El boli de color rojo con el que se choca una y otra vez la resistencia. La que se revuelve y se enfada porque, “si suspendo maestra, si no entro en carrera, si no mantengo mis notas, si no hago todo lo maravillosamente bien que se espera de mí - que mi padres, el mundo, mis amigos- esperan de mí... Me muero". “Pues ve decidiendo el día… para empezar a llorarte", contesta ella con descaro y la misma impertinente sonrisa que se recibe como un tortazo.
Muchos años de aulas, muchos años de niños, de bolis rojos y gomas interceptadas, consiguen identificar las causas bajo cada resistencia, bajo cada ego maltratado. Las razones escondidas en el interior de cada casa: la presión del padre autoritario o acomplejado o sobreprotector, la hipersensibilidad del primer hijo o del segundo, el exceso de expectativas o la falta, las ausencias planeando sobre la cabeza de ese niño que se aterra frente al bolígrafo de escandaloso color.

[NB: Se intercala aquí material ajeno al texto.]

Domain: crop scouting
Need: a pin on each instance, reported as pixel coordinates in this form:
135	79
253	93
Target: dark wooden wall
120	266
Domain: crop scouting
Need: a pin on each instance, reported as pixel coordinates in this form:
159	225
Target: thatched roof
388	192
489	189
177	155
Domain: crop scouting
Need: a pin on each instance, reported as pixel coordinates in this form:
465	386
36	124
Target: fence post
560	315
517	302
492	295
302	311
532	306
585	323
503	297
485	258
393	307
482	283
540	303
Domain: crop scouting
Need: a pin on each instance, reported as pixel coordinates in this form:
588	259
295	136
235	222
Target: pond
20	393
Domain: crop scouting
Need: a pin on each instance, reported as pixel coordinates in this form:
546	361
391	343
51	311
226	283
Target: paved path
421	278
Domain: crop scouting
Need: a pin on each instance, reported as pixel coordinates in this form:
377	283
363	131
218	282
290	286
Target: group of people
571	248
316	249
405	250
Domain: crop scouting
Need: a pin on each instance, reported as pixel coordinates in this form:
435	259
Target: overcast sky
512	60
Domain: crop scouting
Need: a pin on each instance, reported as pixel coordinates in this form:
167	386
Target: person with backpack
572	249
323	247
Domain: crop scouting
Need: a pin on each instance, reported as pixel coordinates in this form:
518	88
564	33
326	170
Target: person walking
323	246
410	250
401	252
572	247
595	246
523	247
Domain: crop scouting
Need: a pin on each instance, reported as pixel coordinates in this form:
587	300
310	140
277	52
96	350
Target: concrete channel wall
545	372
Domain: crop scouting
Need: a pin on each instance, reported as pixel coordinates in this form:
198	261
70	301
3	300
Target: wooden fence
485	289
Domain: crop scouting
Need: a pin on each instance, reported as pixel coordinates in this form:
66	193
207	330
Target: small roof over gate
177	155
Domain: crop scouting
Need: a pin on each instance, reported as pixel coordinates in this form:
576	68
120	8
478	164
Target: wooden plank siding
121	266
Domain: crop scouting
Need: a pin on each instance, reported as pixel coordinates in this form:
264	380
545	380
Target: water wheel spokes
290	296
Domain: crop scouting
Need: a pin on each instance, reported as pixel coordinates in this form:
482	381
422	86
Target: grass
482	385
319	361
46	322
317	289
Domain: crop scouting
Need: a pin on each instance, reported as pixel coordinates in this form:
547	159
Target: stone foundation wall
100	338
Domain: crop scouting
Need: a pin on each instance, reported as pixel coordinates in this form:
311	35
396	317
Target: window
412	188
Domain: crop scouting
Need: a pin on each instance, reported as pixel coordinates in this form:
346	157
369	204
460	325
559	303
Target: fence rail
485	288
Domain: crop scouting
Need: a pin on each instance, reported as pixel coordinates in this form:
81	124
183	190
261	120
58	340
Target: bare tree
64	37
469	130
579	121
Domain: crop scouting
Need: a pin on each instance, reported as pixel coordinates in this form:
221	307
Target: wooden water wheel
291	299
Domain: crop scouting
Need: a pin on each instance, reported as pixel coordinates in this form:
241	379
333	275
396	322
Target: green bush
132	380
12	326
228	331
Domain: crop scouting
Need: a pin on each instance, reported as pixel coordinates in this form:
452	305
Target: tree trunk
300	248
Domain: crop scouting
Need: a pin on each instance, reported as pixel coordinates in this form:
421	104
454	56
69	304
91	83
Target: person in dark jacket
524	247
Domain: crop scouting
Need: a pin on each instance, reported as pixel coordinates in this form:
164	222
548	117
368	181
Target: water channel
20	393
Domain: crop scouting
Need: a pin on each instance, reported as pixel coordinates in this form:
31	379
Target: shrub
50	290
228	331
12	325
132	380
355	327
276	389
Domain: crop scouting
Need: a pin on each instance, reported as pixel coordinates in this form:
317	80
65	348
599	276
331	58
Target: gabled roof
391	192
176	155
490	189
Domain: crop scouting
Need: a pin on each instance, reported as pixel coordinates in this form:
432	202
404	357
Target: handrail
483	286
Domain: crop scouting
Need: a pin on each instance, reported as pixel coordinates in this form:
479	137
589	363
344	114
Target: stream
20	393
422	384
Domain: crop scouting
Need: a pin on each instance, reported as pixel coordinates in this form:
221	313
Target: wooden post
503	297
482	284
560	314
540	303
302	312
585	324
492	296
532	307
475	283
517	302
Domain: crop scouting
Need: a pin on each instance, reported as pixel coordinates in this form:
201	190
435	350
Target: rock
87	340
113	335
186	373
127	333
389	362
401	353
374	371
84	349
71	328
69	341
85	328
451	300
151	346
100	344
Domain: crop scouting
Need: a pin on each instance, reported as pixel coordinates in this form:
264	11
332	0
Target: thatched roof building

Después de tantos años de aulas, de niños y fórmulas, la maestra sabe ya que el aprendizaje de los cuadernos sin mácula suele ser superficial y que sólo los que se miran en el espejo de su error, los que hacen suyo el vals gráfico de la tinta roja, aprenden la lección. "Los que aceptan las correcciones suelen ser lo más listos, los más felices. Pero es que hay otros que, sencillamente, no pueden asumirlo. Son incapaces de perdonarse por no hacer las cosas como se debe, por necesitar otra oportunidad, o por ser torpes y gastar más tiempo. Aquí es donde está el problema. Si eres incapaz de asumir un error estás condenado a repetirlo. Si lo único que quieres es pasar página, borrar con la goma como si no hubiera pasado nada, estás desaprovechando la oportunidad de verte, de analizar qué pensamiento equivocado te llevó hasta ese fallo y cómo puedes arreglarlo. Todo esto parece muy fácil, pero no sabes cuánto duele para algunos sentir que se equivocan".
De repente, la maestra y yo nos miramos. Sonreímos. Las confidencias de una y otra flotando sobre el salón donde el olor del café se mezcla con el del cocido. Las dudas se ser madre, de ser hijas. La culpa de cuando se ama mal. Las oportunidades que se pierden, o que se ganan. Los pequeños chantajes en los que nos vemos reconocidas. La responsabilidad de la niña buena que tiene mucho miedo a equivocarse, a que duela. Es inevitable para nosotras, nos conocemos casi desde siempre. Sonreímos. Sabemos que hace un rato que no hablamos de trabajo, ni de alumnos, ni de bolígrafos de color rojo, ni de un miedo que pertenezca estrictamente a los niños…
“La Química sólo se aprende si analizas tus errores… Pero el paso más duro es reconocerlos”, la maestra suspira antes de añadir: “Supongo que en la vida ocurre exactamente lo mismo”.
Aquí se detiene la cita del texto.